Here is what our CEO and Founder, Warren Cowan has to say about dark aisles…
Dark aisles are a reality for many retailers.
Large online retailers often have tens of thousands of products across 40-50 pages, but most of these items live in “dark aisles”, completely invisible in search results. This can be because the category or product ranges of retailers are too extensive, and the product descriptions and data which is captured, and consumers can filter by is too limited. Product description data is often a “set and forget” process, whereby busy merchandising teams either use manufacturer product data or tag products with simple, generic product information or not at all. Merchandising teams often lack the time or mental bandwidth to describe products properly, or simply have too much product to make available online, and not enough time to consider how their customers may search for these across their online store. As a result, customers unwillingly must sift through countless pages and abandon their search, leaving most of the products unseen. This has a huge impact on ecommerce businesses, as only 20-30% of products are ever viewed by customers, while the rest never see the light of day.
To address the problem of “dark aisles”, retailers need to focus on improving “range exposure”, to ensure their products are visible to customers, and they need to become more “customer intent-led” with how they merchandise their products and SKUs online. Expanding the product catalogue is often seen as a strategy to boost top-line sales, but it can make the site difficult to navigate and it can overwhelm the customer. This is a perfect example of the paradox of choice, whereby the more choices you have, the harder it is to decide. Similarly, retailers tend to rely on discounting undiscovered and unsold products as a means of hitting sales forecasts, but this is very much a one-way street.
Retailers must shift to an intent-led approach, ensuring that products are visible and made relevant to the customer’s needs. Richer, more detailed product descriptions and information, search and filtering options are the foundation of this approach.

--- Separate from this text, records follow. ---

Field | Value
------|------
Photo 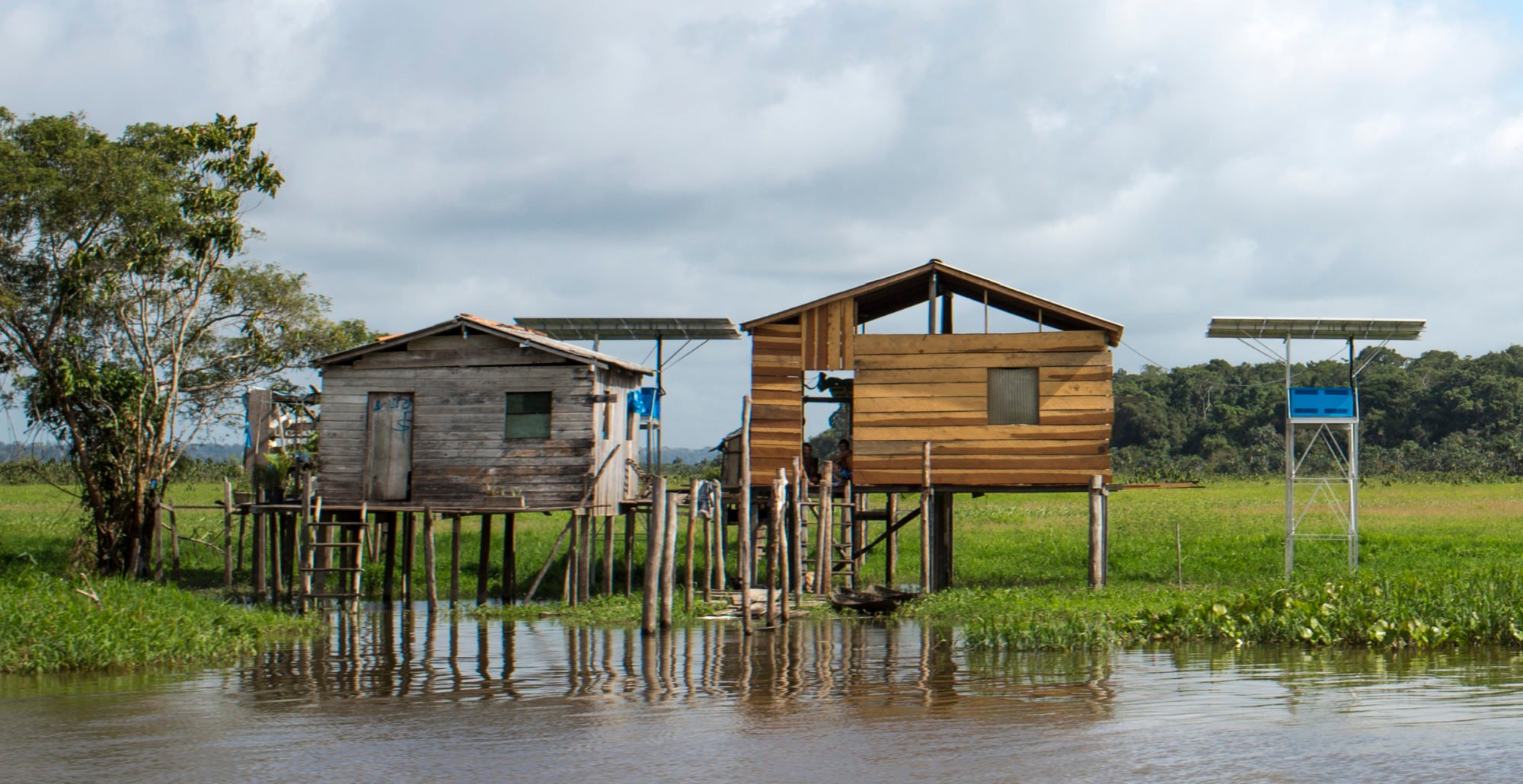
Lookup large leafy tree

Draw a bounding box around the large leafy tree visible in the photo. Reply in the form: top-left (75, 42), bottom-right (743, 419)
top-left (0, 108), bottom-right (366, 574)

Technology like machine learning and AI gives retailers the opportunity to enrich product descriptions at scale with more intent-based information, based on customer search behaviour, natural language, pattern recognition, and other attributes. Technology enables retailers to apply this information to every product in their range and automatically keep it up to date. Rather than “set and forget”, product descriptions and information can respond to how seasons, trends, search patterns or range changes, meaning products are always findable.
By shifting to an intent-led commerce model, online retailers can shed light on dark aisles, make their full product and category ranges easier for their customers to shop. By embracing an intent-led commerce approach, retailers can do a better job of surfacing the right products to customers at the right stage of their journey, and as a result be less reliant on pushing offers, and discounting to meet sales targets.